When drinking coffee in space, you’ll need a cup adapted to the behavior of liquids in zero gravity, naturally. Paola Antonelli, MoMA’s Senior Curator of Architecture & Design, describes their latest acquisition as the “first object in our collection designed expressly for extraterrestrial use.” This zero-G coffee cup was designed by astronaut Don Pettit:
MoMA’s collection now includes the above coffee cup, designed by engineer and astronaut Don Pettit and donated by Captain Samantha Cristoforetti.
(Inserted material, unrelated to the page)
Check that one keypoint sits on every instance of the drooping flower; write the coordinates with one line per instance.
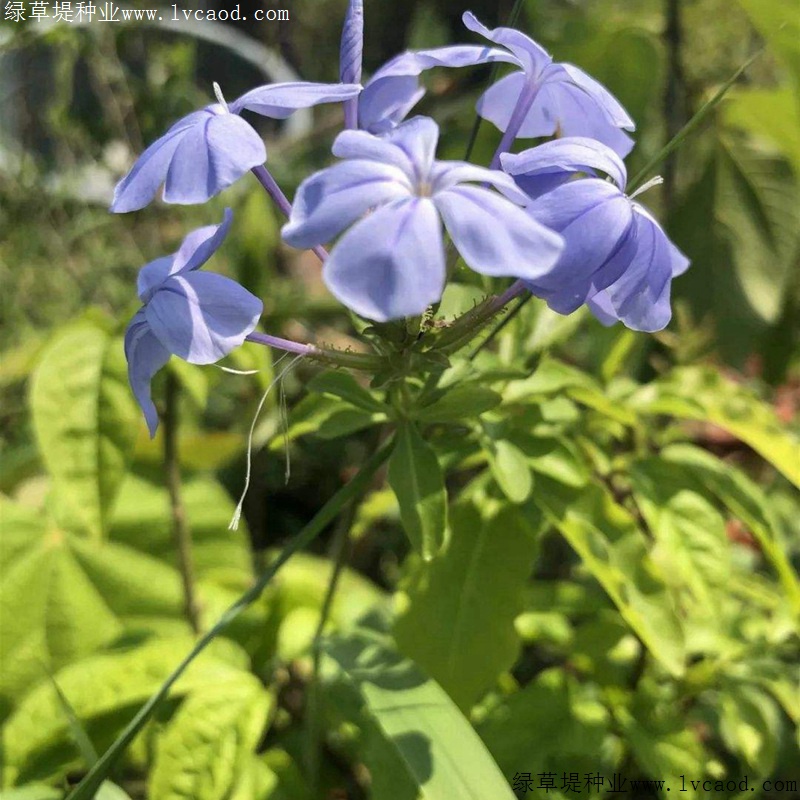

Cristoforetti is an Italian European Space Agency astronaut, a pilot in the Italian Air Force, an engineer, and a well-documented lover of coffee. Among her many accomplishments, on May 3, 2015, she became the first person to brew coffee in space, using the experimental (and wonderfully monikered) ISSpresso machine — named for the International Space Station. Once it was brewed, Cristoforetti proceeded to consume her coffee with gusto, and careful maneuvering, using the zero-G coffee cup — a ceramic prototype of which she then gifted to MoMA’s design collection. The cup’s biomorphic shape, which helps navigate the precious drops of caffeine up and arc them into an astronaut’s mouth, reminds us of the work of several giants of organic design history, from Frederick Kiesler to Eva Zeisel and Russel Wright.